Weak UK growth and fading price pressures should lead the BoE to keep cutting rates, lifting demand for long-dated bonds and nudging yields lower. If the Bank slows its gilt sales and the Debt Management Office leans toward issuing shorter-dated debt, supply pressures should ease further, improving near-term returns for investors.

Our early observations as US earnings season kicks off

The second quarter US reporting season has begun, and analysts have trimmed their forecasts in response to a shaky economic outlook and shifting trade policy. At the end of June, data provider FactSet predicted earnings from the US’s largest listed companies would rise 5% in the second quarter compared to a year earlier, down from roughly 13% growth in Q1 and the slowest pace since the fourth quarter of last year. Sales growth and profit margins should also cool, although margins are still likely to sit above their five-year average.

Tech remains the main profit driver

Big-cap technology firms are set to deliver a large portion of the index-level earnings increase once again. Capital spending by the cloud ‘hyperscalers’ (large cloud service providers that can rapidly scale their infrastructure to meet the needs of their customers) has dominated recent quarters. Investors will pay closer attention this time to how those outlays translate into cash flows and efficiency gains in artificial intelligence and cloud services.

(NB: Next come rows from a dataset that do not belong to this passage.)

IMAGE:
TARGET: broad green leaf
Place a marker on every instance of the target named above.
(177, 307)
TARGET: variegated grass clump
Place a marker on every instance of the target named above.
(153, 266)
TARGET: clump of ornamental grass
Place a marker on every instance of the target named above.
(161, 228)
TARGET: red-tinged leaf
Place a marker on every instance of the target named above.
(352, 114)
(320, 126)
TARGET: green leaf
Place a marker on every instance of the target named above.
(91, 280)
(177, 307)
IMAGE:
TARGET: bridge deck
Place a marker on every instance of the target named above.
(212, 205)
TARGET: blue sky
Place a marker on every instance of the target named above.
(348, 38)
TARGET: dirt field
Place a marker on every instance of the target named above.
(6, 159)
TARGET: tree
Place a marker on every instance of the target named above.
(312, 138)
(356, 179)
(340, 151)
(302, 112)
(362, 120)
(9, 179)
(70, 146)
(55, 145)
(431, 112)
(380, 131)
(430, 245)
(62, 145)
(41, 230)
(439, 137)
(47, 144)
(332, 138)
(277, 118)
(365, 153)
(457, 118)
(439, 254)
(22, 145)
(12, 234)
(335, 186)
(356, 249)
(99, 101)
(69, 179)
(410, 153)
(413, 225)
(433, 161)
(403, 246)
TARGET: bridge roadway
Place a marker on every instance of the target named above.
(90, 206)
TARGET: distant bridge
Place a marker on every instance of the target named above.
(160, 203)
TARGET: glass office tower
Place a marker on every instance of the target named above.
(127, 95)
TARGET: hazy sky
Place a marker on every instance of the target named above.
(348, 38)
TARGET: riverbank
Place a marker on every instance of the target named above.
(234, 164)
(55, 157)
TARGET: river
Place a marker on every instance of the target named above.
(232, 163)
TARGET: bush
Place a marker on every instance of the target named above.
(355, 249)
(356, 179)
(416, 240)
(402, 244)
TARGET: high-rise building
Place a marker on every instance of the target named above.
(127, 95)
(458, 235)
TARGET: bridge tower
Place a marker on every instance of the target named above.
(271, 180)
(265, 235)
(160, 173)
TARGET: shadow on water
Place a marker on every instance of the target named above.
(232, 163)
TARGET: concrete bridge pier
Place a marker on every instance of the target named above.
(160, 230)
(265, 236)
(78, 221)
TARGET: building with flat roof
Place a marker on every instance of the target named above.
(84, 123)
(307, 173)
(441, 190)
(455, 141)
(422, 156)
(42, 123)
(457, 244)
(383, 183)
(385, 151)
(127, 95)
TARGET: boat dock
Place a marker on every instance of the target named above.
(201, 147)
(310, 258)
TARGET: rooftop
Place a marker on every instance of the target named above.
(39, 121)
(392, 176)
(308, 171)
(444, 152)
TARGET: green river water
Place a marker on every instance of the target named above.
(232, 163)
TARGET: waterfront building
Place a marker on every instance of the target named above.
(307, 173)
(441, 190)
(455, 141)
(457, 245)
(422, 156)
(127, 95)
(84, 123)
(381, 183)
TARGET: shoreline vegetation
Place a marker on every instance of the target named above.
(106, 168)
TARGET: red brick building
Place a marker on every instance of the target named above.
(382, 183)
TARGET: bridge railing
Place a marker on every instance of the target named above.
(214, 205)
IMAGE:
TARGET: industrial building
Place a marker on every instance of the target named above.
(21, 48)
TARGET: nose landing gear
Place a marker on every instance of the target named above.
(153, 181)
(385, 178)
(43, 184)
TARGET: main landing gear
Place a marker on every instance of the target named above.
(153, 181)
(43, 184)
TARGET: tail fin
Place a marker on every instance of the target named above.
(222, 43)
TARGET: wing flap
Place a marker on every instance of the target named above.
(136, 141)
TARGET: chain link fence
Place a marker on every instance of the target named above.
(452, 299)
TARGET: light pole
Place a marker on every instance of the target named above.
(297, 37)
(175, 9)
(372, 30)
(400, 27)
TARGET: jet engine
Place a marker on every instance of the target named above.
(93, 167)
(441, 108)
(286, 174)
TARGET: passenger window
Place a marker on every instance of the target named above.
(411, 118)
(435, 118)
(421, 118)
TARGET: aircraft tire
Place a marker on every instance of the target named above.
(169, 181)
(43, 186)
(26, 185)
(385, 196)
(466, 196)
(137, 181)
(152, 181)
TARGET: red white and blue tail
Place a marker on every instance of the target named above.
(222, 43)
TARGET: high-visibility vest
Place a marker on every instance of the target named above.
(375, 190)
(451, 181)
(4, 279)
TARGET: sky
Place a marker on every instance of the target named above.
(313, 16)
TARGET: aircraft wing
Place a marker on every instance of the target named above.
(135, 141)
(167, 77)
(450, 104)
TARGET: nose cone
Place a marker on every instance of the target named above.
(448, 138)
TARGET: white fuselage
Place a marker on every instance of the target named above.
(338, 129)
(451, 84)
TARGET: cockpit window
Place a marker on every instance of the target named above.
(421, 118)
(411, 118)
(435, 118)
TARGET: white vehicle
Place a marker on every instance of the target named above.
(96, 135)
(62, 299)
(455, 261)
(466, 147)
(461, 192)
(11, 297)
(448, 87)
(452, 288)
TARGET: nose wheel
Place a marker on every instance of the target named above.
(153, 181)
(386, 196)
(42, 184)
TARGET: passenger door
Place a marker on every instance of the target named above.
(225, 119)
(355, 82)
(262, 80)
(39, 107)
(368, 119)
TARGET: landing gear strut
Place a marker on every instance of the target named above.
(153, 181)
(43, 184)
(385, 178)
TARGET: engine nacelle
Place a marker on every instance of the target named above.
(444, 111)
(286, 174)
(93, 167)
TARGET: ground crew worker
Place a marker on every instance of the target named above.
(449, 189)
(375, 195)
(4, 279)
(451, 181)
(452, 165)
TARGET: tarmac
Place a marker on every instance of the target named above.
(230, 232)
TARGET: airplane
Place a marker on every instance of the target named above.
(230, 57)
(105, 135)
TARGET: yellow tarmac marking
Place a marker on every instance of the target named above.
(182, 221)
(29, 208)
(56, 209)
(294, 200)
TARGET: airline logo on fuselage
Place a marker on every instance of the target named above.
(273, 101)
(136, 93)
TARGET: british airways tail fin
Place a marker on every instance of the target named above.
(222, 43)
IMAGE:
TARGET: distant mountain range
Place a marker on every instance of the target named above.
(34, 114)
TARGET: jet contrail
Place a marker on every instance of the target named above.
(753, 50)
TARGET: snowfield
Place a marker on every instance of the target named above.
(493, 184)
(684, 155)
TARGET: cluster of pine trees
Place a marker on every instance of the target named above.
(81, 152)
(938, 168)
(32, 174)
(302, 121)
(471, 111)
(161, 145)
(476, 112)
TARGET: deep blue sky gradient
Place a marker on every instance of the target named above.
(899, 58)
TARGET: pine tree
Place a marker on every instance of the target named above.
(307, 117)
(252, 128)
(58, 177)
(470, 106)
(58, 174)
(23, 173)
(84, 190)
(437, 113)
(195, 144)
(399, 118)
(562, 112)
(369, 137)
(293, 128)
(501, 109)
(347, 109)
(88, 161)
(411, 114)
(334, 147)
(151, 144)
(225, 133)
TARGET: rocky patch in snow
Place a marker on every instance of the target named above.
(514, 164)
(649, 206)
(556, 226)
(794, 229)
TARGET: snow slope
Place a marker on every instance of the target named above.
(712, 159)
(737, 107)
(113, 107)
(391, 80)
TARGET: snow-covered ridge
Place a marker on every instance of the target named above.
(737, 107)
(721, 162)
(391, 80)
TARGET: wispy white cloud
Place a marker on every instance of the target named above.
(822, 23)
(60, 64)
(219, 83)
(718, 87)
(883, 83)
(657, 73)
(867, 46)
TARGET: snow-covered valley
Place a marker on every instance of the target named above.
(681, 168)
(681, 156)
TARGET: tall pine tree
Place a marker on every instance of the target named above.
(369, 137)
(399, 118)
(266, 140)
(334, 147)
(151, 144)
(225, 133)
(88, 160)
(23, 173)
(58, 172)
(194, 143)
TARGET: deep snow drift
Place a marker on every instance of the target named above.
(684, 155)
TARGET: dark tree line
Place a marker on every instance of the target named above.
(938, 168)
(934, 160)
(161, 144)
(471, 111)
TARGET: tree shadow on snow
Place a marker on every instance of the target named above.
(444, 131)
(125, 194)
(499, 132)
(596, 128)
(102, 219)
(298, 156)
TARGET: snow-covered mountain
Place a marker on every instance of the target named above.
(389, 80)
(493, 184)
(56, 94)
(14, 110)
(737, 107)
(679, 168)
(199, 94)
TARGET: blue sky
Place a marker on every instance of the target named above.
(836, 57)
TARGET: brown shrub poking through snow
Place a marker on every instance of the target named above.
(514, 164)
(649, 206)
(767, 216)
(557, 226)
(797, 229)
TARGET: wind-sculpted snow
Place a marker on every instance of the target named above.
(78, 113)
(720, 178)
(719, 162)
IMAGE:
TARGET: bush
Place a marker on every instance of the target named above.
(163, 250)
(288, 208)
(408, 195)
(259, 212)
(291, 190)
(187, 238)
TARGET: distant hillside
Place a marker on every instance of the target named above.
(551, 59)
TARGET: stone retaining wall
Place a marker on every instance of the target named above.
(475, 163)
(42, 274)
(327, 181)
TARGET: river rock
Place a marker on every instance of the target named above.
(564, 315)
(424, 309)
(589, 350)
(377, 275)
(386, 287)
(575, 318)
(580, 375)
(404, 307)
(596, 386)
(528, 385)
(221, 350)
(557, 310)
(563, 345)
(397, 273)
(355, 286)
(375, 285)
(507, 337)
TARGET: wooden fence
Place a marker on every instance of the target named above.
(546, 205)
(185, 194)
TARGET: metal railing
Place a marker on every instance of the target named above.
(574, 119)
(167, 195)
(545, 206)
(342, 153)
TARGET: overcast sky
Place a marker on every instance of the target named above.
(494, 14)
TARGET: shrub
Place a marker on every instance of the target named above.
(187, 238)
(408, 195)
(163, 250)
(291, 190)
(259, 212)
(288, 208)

The consumer sector is another focal point. Overall spending is still solid, yet new tariffs, shoppers trading down to cheaper brands, and diverging habits across income groups act as a counterbalance.

With earnings still steady and monetary policy turning more investor-friendly, equity valuations have room to hold up over the next 18 months. Many strategists also expect large US companies to outpace their overseas peers in profit growth during the coming year.

Sector in focus: Information technology

The technology sector has returned around 11% year-to-date, outperforming global and US stock markets. The sector hit its lowest point in April after a weak start to the year. This was partly due to market concern following DeepSeek’s AI breakthrough (DeepSeek is China’s answer to leading AI model ChatGPT). The sell-off in technology stocks was also partly in reaction to President Trump’s trade tariffs and China’s swift response which sparked fears of a global trade war. This turbulence directly impacted technology supply chains and threatened corporate profitability for mega-cap stocks (the largest listed businesses) and semiconductor makers. Confidence returned from mid-April as trade deals have been struck, the ‘tit-for-tat' trade tariffs between nations have calmed, and earnings have grown. Investors can now refocus their attention on longer-term growth drivers. Looking ahead, the IT sector is expected to beat consensus expectations in Q2 as demand for AI-related technologies continues. 

Information correct as of 30th July 2025.